Fasihul Khan, M.D., Ph.D., is a consultant at Glenfield Hospital, University Hospitals of Leicester NHS UK. Dr. Khan’s team submitted a research proposal to access Vivli to conduct analysis relevant to their topic, “A systematic review and individual patient data meta-analysis of physiological biomarkers in idiopathic pulmonary fibrosis”. The team’s completed research has been presented to the research community at conferences and in publications including American Journal of Respiratory and Critical Care Medicine. He sat down with Vivli to tell us more about accessing individual participant data to advance his research, and the potential for biomarkers to predict outcomes for people with pulmonary fibrosis.
Please tell us more about your research – what led you to want to research this particular topic?
So my area of interest is pulmonary fibrosis, which is a condition causing scarring of the lungs. Pulmonary fibrosis is a relatively rare condition, and therefore the number of studies in this area are limited, although expanding rapidly. I was keen to synthesize some of the existing information that was already available. I wanted to perform a systematic review, specifically looking to see whether there are blood biomarkers that can predict outcomes in patients with diagnosed pulmonary fibrosis. When I started searching the literature, it very quickly became apparent that there were several published studies, but actually the data and the way the studies were reported were very heterogeneous. Individually the studies yielded inconsistent results, utilized data-dependent thresholds, and frequently did not adjust for confounders. Therefore, I sought individual participant data which helped overcome these limitations and enabled robust data analyses to be performed leading to reliable conclusions.
Could you talk about what it was like to work across multiple data-sharing platforms; how did you handle that?
This was not straightforward! I created summary estimates from each study separately on the different platforms in Vivli and in CSDR, then imported them manually onto my own database. I then used additional software to pool the summary estimates. Having the data all in one place would have saved me a lot of time and stress!

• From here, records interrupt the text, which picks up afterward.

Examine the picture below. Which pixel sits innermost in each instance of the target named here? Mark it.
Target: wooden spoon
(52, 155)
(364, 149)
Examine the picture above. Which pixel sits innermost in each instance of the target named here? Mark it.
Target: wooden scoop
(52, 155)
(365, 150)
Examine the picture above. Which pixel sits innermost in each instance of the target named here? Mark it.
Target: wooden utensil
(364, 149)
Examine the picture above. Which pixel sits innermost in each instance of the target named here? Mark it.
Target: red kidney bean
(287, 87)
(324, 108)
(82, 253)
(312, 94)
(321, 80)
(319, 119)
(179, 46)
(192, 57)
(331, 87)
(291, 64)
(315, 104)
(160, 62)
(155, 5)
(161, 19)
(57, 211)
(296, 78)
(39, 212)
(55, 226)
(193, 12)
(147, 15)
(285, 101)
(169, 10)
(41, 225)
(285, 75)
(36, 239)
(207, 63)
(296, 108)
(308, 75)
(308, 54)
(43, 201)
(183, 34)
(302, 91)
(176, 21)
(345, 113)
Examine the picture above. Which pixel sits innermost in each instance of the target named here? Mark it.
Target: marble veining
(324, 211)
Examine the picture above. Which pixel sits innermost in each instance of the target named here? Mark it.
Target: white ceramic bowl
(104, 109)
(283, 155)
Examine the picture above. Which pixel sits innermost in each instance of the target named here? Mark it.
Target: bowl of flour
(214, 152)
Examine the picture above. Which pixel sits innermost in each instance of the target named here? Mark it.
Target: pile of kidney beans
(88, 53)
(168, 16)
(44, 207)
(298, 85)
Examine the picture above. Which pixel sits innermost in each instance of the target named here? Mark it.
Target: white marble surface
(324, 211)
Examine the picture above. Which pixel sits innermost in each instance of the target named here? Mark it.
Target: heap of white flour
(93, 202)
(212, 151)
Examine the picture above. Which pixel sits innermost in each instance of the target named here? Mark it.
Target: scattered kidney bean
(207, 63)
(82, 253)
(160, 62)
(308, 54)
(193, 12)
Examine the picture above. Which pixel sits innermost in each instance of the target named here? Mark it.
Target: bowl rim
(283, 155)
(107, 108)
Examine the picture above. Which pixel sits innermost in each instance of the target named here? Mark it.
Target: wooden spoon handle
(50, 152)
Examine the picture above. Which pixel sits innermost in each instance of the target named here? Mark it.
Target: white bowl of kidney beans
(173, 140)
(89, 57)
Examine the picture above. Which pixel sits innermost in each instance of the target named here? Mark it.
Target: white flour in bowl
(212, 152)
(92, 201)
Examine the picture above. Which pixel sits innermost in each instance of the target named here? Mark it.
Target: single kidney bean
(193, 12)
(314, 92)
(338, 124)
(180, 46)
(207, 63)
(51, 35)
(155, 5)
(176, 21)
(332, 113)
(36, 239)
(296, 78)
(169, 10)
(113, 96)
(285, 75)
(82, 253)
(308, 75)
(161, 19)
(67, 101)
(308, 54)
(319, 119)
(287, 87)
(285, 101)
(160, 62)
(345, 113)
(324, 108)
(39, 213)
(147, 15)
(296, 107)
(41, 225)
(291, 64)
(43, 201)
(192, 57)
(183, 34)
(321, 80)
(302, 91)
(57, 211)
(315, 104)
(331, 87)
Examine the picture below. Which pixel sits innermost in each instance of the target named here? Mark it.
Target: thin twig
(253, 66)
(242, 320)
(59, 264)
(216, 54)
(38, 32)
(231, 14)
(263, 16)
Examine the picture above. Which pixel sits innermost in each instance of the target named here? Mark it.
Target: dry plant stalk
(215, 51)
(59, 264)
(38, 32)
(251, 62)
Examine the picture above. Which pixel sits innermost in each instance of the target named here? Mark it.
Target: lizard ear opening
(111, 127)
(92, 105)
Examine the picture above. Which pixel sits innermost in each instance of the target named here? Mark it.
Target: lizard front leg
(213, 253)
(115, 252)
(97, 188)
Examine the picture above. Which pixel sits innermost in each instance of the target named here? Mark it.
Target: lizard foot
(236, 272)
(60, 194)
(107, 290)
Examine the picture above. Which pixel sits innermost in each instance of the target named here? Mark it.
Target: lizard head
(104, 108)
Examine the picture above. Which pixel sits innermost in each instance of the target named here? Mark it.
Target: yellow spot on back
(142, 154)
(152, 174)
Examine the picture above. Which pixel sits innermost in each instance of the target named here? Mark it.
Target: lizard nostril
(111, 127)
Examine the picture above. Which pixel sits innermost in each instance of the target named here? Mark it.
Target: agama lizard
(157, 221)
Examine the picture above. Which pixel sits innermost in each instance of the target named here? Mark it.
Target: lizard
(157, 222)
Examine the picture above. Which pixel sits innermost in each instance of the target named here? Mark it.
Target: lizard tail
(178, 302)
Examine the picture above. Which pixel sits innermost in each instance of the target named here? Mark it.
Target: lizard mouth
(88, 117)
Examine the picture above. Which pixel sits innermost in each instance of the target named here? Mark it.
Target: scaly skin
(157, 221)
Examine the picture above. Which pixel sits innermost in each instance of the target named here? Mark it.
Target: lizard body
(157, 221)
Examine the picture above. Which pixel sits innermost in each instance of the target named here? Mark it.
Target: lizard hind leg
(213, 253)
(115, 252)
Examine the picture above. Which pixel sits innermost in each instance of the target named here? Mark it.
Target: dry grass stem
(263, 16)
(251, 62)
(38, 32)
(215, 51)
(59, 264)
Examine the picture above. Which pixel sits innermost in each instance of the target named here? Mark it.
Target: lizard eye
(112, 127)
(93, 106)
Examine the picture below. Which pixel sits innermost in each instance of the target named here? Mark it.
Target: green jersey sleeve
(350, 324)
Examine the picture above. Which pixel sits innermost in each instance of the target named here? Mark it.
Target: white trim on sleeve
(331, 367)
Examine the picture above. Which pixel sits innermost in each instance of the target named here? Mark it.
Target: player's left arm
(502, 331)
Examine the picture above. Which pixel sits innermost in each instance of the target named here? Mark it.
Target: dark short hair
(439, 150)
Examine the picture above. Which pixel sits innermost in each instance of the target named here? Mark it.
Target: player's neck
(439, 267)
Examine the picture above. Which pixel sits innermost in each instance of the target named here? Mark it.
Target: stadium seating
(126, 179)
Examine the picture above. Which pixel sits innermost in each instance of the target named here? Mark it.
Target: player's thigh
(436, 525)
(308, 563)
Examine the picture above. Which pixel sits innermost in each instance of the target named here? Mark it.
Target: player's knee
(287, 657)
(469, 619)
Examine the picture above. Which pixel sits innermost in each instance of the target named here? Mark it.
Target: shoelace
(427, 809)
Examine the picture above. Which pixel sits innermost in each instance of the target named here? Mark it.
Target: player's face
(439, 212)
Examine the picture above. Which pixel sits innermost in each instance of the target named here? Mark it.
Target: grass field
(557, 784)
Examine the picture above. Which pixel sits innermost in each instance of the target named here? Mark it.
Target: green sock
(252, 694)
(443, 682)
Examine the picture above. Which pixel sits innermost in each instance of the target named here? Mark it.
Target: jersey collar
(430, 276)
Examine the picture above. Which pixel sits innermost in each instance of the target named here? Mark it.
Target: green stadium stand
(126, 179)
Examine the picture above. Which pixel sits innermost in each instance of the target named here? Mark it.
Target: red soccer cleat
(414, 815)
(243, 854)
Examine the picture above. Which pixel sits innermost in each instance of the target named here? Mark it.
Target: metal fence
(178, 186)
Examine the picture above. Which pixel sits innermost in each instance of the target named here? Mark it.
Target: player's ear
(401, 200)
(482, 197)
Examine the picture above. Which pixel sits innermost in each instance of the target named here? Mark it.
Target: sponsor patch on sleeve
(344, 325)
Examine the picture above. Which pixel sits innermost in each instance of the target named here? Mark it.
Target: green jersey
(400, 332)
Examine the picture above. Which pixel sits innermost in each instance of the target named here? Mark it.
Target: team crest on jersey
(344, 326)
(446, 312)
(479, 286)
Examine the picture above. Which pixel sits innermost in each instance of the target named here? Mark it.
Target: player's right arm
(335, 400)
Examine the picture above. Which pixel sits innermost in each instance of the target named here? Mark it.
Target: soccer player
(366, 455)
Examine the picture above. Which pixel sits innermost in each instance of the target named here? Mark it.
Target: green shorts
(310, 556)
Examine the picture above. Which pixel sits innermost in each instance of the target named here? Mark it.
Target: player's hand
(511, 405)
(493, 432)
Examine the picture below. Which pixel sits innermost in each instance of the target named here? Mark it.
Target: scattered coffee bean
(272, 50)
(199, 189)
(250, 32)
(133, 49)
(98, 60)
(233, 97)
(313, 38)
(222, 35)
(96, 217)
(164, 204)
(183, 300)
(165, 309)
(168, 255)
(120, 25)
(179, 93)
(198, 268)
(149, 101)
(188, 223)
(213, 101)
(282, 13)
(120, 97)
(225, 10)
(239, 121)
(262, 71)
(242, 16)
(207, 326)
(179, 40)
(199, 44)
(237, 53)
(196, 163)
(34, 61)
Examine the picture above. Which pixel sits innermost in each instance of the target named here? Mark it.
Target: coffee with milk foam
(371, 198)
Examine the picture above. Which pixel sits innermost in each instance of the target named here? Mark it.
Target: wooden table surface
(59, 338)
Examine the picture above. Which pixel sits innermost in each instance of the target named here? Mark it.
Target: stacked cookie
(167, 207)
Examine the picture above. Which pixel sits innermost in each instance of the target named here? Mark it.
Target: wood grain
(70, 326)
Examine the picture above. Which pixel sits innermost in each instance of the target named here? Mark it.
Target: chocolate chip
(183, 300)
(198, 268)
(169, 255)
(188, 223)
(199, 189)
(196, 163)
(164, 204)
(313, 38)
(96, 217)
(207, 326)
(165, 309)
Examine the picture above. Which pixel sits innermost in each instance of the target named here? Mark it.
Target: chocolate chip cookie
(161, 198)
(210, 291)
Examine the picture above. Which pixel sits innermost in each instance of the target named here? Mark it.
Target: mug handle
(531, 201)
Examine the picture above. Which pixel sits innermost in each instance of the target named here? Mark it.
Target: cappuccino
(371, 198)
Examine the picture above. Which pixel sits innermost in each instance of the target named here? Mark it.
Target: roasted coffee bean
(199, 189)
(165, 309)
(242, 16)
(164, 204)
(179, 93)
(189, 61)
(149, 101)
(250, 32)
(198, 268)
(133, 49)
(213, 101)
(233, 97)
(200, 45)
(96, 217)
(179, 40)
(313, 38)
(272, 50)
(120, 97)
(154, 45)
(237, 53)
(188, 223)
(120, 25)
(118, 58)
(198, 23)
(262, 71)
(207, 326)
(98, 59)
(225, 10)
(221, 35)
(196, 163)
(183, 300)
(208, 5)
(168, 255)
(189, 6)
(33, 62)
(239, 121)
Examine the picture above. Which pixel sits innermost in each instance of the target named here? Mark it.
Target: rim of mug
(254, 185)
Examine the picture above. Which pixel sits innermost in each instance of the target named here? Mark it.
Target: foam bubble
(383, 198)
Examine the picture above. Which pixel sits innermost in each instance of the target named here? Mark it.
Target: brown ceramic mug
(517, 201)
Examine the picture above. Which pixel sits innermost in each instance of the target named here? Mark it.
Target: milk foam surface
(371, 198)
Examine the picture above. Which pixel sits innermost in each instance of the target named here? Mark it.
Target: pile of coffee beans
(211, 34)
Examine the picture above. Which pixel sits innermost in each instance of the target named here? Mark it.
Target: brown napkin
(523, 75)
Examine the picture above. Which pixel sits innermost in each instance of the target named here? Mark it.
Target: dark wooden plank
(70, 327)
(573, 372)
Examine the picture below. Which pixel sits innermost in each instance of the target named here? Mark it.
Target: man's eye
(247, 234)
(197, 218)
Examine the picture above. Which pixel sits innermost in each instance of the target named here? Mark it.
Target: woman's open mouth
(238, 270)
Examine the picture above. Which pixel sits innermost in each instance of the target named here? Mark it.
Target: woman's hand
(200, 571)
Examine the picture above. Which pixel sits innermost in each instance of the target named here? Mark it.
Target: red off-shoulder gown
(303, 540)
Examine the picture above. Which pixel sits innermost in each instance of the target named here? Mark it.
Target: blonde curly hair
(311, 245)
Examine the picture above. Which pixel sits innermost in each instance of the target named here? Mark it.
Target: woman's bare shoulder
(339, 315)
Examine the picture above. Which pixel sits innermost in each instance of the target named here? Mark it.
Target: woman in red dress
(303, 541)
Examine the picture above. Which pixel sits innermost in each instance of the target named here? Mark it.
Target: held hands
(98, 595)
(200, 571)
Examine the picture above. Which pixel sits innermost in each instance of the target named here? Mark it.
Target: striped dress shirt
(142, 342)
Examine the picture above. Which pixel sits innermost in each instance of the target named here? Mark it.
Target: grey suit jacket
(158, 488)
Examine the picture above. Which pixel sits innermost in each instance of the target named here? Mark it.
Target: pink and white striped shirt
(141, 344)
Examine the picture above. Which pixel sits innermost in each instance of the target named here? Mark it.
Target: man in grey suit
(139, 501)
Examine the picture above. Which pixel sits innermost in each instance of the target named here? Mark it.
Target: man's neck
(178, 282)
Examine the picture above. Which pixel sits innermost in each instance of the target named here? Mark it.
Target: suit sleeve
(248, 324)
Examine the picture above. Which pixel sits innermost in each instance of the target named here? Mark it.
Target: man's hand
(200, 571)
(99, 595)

Not a lot of researchers have the perseverance to do what you did. What advice would you give to researchers before they start off? Things you wish you’d known before you started?
I think it’s important to consider the project as a whole. It is highly likely the process will take much longer than you think, and that’s not necessarily any individual or organization’s fault. You need to have a clear understanding with contingency plans for each stage, and give yourself plenty of time! Be clear about your research question, and whether individual participant data are likely to improve your research, before committing to the additional effort. Speak to others who have been through the process of acquiring individual participant data, and your institution to understand timescales for data sharing agreements as these are likely to be time consuming and potential limiting factors.
Once you were able to access the individual patient data, were you able to get past the reporting limitations and find what you needed?
Absolutely; once we had the raw data, we were able to perform our analysis and produce some very meaningful results, which we have subsequently published in two journals. The first was a blood biomarker paper in the European Respiratory Journal which was the first blood biomarker study in pulmonary fibrosis to utilize this approach, and provides robust estimates of the association between matrix-metalloproteinase 7 and disease progression.
The second paper was published in the American Journal of Respiratory Critical Care Medicine. In this paper, we looked at change in FVC which is a lung function measurement used to assess progression in pulmonary fibrosis. All interventional clinical trials measure FVC as an endpoint – typically at 12 months, but patients have additional FVC measurements at baseline, 3, and 6 months. The purpose of our research was to evaluate whether short term changes in FVC i.e. over three-months, are associated with overall mortality. In other words, can we shorten clinical trials by finding an earlier signal than the 12 months FVC change that is currently accepted by regulators. Since the association between short term FVC change and mortality was not reported in any clinical study, we needed the individual participant data to model this association. Indeed, we were able to find that three-month FVC change is associated with mortality, and perhaps more importantly a treatment effect could be observed between treatment and placebo arms at three-months. The findings of this study have been well received by the research community, and have already been adopted into the design of an adaptive trial in IPF. Lots of hard work, but worth it as the results are likely to generate further research which ultimately will hopefully impact patients in a positive manner!